Peppered with tantrums, meltdowns and difficult days, parenting is no walk in the park! However, it’s the only relationship where no matter how steep the climb, the love for your little troublemaker only grows stronger.
As you nurture this relationship, we want to help you explore a key aspect that developmental psychologists and child experts claim to be “the” thing that affects the parent-child bond – the parenting style at play.
Most parenting styles are a combination of two things:
1. Responsiveness – How much independence the child is given
2. Obedience – How much discipline is expected from the child in return
Before we dig into each style, let’s start with an example to set the tone.
|Imagine a child has gone out to a nearby sweet-shop all by themselves without their parents’ permission. Parents are most likely to respond in one of the following ways:
a. Why did you step out without permission! Don’t you know how dangerous it is outside? From now on you cannot leave the house without an adult accompanying you or else your internet connection will be cut.
b. I’m very disappointed in you for stepping out without permission when I’ve told you not to do it. If you think you’re old enough to start going to shops alone, that’s something we can discuss but even then you will have to keep us informed.
c. No problem kiddo! The shop was nearby so it’s fine! Will you share some of your sweets with me?
These responses aren’t random. In fact, they trace back to each of the four major parenting styles! Let’s explore what each response says about the parenting style at play.
Response: “Why did you step out without permission! Don’t you know how dangerous it is outside? From now on you cannot leave the house without an adult accompanying you or else your internet connection will be cut.”
In an authoritarian style, the parent is usually low on responsiveness and high on obedience. This is commonly seen in “strict” parenting where some form of punishment is used to disciple the child. In the Indian context, many of us may have grown up seeing this parenting style around us!
Response: “I’m very disappointed in you for stepping out without permission when I’ve told you not to do it. If you think you’re old enough to start going to shops alone, that’s something we can discuss and see how to do. But even then you will have to keep us informed.”
In an authoritative style, the parent shows moderate responsiveness and moderate obedience. This means that while the parent emphasises on rules and discipline, the child is included in the process and gets a say too.
Response: “No problem kiddo! The shop was nearby so it’s fine! Will you share some of your sweets with me?”
In the permissive style, parents show high responsiveness and low obedience. The parents with this style want to be their child’s friend and avoid confrontation with them. While this creates a friendly rapport with the child, there is little emphasis on rules and discipline.
In an uninvolved style, the parent neither shows responsiveness nor expects obedience in return. Experts constantly emphasise on the detrimental nature of this style, as it can turn into neglect in its severe form.

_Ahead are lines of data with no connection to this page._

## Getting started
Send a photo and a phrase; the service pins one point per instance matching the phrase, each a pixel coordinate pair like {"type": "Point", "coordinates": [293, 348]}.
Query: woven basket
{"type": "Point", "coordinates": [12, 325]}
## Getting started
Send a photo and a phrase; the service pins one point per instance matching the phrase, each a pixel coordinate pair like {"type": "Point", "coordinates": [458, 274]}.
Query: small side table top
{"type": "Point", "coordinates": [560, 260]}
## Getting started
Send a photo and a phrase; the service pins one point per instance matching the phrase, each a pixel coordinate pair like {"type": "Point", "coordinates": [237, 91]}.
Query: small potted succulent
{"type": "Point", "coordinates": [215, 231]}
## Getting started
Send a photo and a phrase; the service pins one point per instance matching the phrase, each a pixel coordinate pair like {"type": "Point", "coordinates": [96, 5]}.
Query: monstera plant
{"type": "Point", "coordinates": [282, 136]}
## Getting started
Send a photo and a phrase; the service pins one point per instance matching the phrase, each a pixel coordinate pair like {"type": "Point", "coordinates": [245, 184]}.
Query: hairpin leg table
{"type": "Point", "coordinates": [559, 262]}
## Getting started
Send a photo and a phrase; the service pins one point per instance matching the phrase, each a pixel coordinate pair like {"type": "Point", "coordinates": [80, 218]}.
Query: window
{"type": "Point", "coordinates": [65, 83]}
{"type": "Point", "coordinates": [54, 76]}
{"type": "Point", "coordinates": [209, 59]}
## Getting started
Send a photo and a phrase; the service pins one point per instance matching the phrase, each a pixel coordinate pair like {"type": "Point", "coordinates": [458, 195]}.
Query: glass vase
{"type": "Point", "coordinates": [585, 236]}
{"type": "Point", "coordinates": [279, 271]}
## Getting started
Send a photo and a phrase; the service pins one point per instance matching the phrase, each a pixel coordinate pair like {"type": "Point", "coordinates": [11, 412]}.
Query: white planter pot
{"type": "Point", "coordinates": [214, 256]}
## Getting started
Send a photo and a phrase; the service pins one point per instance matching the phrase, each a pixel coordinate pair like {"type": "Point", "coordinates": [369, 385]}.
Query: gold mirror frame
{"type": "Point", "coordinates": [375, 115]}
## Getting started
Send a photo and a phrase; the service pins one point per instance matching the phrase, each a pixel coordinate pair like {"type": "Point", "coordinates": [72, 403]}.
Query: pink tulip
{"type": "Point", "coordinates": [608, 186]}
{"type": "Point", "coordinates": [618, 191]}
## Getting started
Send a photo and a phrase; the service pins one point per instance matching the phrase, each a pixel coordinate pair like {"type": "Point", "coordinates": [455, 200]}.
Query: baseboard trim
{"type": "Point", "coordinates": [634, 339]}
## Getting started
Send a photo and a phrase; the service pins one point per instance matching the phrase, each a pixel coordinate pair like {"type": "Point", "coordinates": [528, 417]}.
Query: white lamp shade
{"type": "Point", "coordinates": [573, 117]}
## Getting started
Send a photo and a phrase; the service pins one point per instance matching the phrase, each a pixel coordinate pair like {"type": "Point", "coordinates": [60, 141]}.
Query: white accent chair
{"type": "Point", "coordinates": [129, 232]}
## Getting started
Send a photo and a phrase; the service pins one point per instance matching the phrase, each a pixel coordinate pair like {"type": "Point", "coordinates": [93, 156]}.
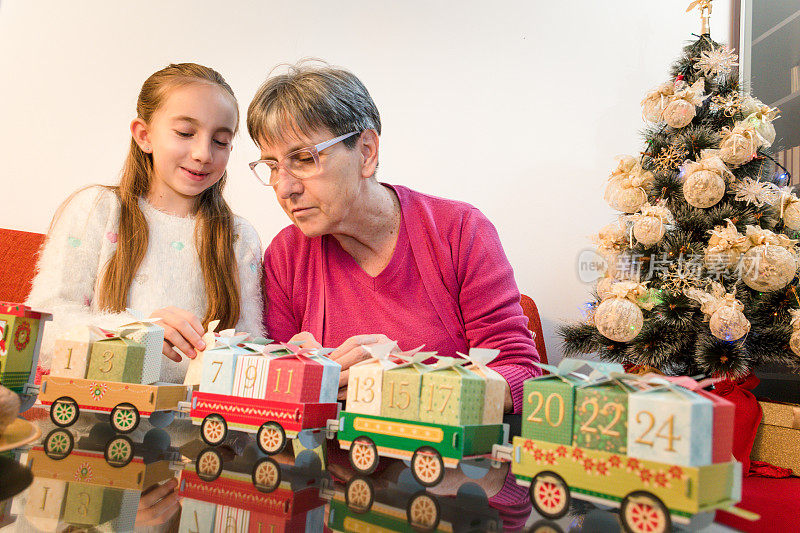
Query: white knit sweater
{"type": "Point", "coordinates": [83, 239]}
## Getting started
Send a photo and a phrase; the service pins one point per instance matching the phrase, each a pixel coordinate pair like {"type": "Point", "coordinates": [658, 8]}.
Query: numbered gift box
{"type": "Point", "coordinates": [723, 413]}
{"type": "Point", "coordinates": [252, 371]}
{"type": "Point", "coordinates": [402, 385]}
{"type": "Point", "coordinates": [151, 335]}
{"type": "Point", "coordinates": [495, 393]}
{"type": "Point", "coordinates": [669, 424]}
{"type": "Point", "coordinates": [549, 401]}
{"type": "Point", "coordinates": [294, 377]}
{"type": "Point", "coordinates": [331, 370]}
{"type": "Point", "coordinates": [601, 413]}
{"type": "Point", "coordinates": [365, 380]}
{"type": "Point", "coordinates": [219, 361]}
{"type": "Point", "coordinates": [72, 350]}
{"type": "Point", "coordinates": [118, 358]}
{"type": "Point", "coordinates": [451, 394]}
{"type": "Point", "coordinates": [91, 505]}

While research shows that the authoritative style is best for children, the effectiveness of each style depends on a lot of factors like the child’s personality, cultural influence, and the environment where the child is raised. It’s also important to keep in mind that one parenting style may not fit every single situation and you may find yourself adopting a combination of styles based on your child’s response.
Exploring major parenting styles can help you understand yourself a little better and help you gauge if there’s a more suitable approach to meeting your child’s needs. However, a word of caution – don’t be too critical on yourself in the process! We hope the information about different parenting styles will help you strengthen your bond with your children!